Adding permission to schedule and cancel key deletion (console)

You can use the AWS Management Console to add permissions for scheduling and canceling key deletion.

  1. Sign in to the AWS Management Console and open the AWS Key Management Service (AWS KMS) console at https://console.aws.amazon.com/kms.

  2. To change the AWS Region, use the Region selector in the upper-right corner of the page.

  3. In the navigation pane, choose Customer managed keys.

  4. Choose the alias or key ID of the KMS key whose permissions you want to change.

  5. Choose the Key policy tab. Under Key deletion, select Allow key administrators to delete this key and then choose Save changes.

    Note

    If you do not see the Allow key administrators to delete this key option, this usually means that you have changed this key policy using the AWS KMS API. In this case, you must update the key policy document manually.

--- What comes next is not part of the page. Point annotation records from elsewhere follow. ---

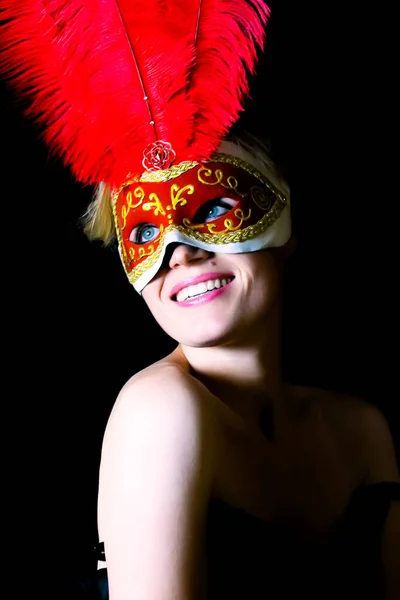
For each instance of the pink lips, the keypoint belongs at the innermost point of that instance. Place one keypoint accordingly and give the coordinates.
(199, 279)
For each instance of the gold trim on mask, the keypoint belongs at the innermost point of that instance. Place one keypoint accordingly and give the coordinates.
(209, 238)
(273, 203)
(239, 214)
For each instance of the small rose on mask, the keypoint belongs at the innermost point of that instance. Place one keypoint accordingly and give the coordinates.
(158, 155)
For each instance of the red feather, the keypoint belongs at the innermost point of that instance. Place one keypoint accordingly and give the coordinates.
(85, 67)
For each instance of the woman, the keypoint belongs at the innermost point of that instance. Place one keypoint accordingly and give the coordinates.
(217, 478)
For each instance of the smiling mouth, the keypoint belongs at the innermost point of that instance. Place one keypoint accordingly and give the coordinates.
(201, 289)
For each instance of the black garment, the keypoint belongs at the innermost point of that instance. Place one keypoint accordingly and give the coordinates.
(249, 559)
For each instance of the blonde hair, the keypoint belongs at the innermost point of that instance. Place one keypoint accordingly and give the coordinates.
(98, 220)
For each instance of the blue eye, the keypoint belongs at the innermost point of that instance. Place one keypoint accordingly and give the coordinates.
(213, 210)
(144, 233)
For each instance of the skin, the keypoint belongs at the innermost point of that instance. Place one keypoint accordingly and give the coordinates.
(194, 418)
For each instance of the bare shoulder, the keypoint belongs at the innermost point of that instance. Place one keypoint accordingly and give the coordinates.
(161, 405)
(364, 431)
(164, 391)
(155, 481)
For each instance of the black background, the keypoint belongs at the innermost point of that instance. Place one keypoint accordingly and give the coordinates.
(73, 328)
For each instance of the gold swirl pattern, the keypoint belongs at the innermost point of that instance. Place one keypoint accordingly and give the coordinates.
(208, 173)
(176, 194)
(228, 223)
(142, 253)
(125, 210)
(156, 204)
(217, 238)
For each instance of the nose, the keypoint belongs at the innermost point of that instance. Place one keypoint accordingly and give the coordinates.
(184, 255)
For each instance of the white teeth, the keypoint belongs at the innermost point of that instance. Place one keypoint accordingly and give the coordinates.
(201, 288)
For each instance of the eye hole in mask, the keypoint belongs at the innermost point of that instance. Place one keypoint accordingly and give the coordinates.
(210, 211)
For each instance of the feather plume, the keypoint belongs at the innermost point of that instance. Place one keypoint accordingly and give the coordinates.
(108, 77)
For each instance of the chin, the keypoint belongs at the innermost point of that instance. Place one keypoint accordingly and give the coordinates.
(203, 335)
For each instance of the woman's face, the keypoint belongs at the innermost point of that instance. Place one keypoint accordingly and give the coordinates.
(202, 299)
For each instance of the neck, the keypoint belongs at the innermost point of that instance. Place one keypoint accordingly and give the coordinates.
(245, 375)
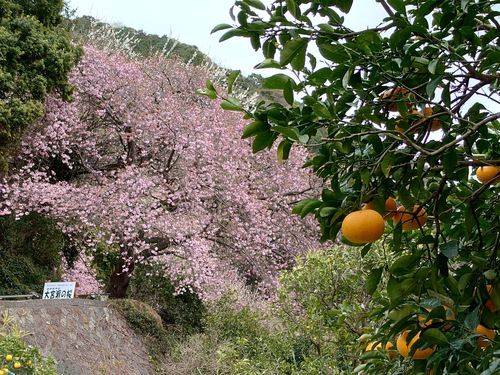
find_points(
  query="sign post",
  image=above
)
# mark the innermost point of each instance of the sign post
(59, 290)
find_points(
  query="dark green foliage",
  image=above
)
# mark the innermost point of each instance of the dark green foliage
(142, 318)
(355, 103)
(35, 59)
(31, 250)
(182, 312)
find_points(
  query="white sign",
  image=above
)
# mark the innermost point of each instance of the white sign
(60, 290)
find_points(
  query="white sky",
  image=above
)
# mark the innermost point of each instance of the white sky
(190, 22)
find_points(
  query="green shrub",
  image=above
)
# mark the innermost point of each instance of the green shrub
(146, 322)
(18, 357)
(30, 252)
(182, 312)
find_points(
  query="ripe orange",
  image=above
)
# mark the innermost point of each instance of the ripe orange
(390, 205)
(486, 173)
(378, 346)
(392, 96)
(363, 226)
(485, 331)
(404, 348)
(450, 315)
(410, 222)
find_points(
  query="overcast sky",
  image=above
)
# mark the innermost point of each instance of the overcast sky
(190, 22)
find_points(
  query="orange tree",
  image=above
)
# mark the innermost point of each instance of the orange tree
(407, 109)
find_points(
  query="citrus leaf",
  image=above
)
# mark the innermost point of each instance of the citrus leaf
(231, 79)
(373, 280)
(255, 128)
(221, 26)
(292, 49)
(449, 249)
(277, 81)
(434, 336)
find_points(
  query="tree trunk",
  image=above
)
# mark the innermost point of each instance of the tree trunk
(120, 280)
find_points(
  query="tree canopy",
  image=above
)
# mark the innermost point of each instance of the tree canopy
(36, 57)
(408, 110)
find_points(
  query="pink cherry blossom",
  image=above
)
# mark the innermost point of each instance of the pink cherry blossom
(140, 164)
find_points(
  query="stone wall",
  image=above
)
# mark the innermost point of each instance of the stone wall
(84, 336)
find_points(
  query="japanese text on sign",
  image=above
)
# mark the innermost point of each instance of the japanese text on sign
(62, 290)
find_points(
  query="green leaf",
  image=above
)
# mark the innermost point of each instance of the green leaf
(255, 128)
(434, 336)
(386, 164)
(450, 162)
(292, 49)
(344, 5)
(234, 32)
(268, 63)
(373, 280)
(406, 198)
(334, 52)
(397, 5)
(449, 249)
(231, 79)
(260, 142)
(288, 132)
(283, 151)
(327, 211)
(432, 66)
(276, 82)
(293, 8)
(309, 207)
(404, 264)
(256, 4)
(288, 93)
(231, 104)
(431, 86)
(473, 319)
(393, 288)
(221, 26)
(321, 110)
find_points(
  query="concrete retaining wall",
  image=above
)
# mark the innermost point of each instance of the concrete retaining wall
(84, 336)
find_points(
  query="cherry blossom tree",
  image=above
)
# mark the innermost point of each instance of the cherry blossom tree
(140, 166)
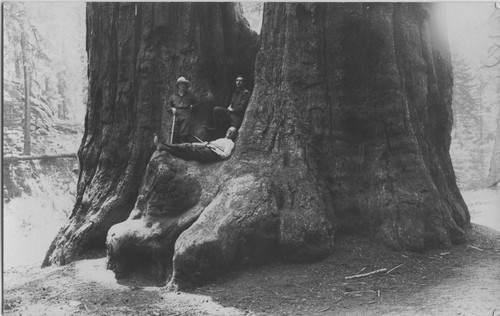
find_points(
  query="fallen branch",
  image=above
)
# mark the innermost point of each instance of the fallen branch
(394, 268)
(361, 270)
(365, 274)
(8, 159)
(476, 248)
(358, 292)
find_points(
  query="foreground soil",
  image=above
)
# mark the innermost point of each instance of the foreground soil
(463, 280)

Add the kms:ScheduleKeyDeletion and kms:CancelKeyDeletion permissions to the key administrators statement ("Sid": "Allow access for Key Administrators") in the key policy, and then choose Save changes.

Adding permission to schedule and cancel key deletion (AWS CLI)

You can use the AWS Command Line Interface to add permissions for scheduling and canceling key deletion.

To add permission to schedule and cancel key deletion

  1. Use the aws kms get-key-policy command to retrieve the existing key policy, and then save the policy document to a file.

  2. Open the policy document in your preferred text editor, add the kms:ScheduleKeyDeletion and kms:CancelKeyDeletion permissions to the policy statement that gives permissions to the key administrators (for example, the policy statement with "Sid": "Allow access for Key Administrators"). Then save the file. The following example shows a policy statement with these two permissions:

    { "Sid": "Allow access for Key Administrators", "Effect": "Allow", "Principal": {"AWS": "arn:aws:iam::111122223333:user/KMSKeyAdmin"}, "Action": [ "kms:Create*", "kms:Describe*", "kms:Enable*", "kms:List*", "kms:Put*", "kms:Update*", "kms:Revoke*", "kms:Disable*", "kms:Get*", "kms:Delete*", "kms:ScheduleKeyDeletion", "kms:CancelKeyDeletion" ], "Resource": "*" }
  3. Use the aws kms put-key-policy command to apply the key policy to the KMS key.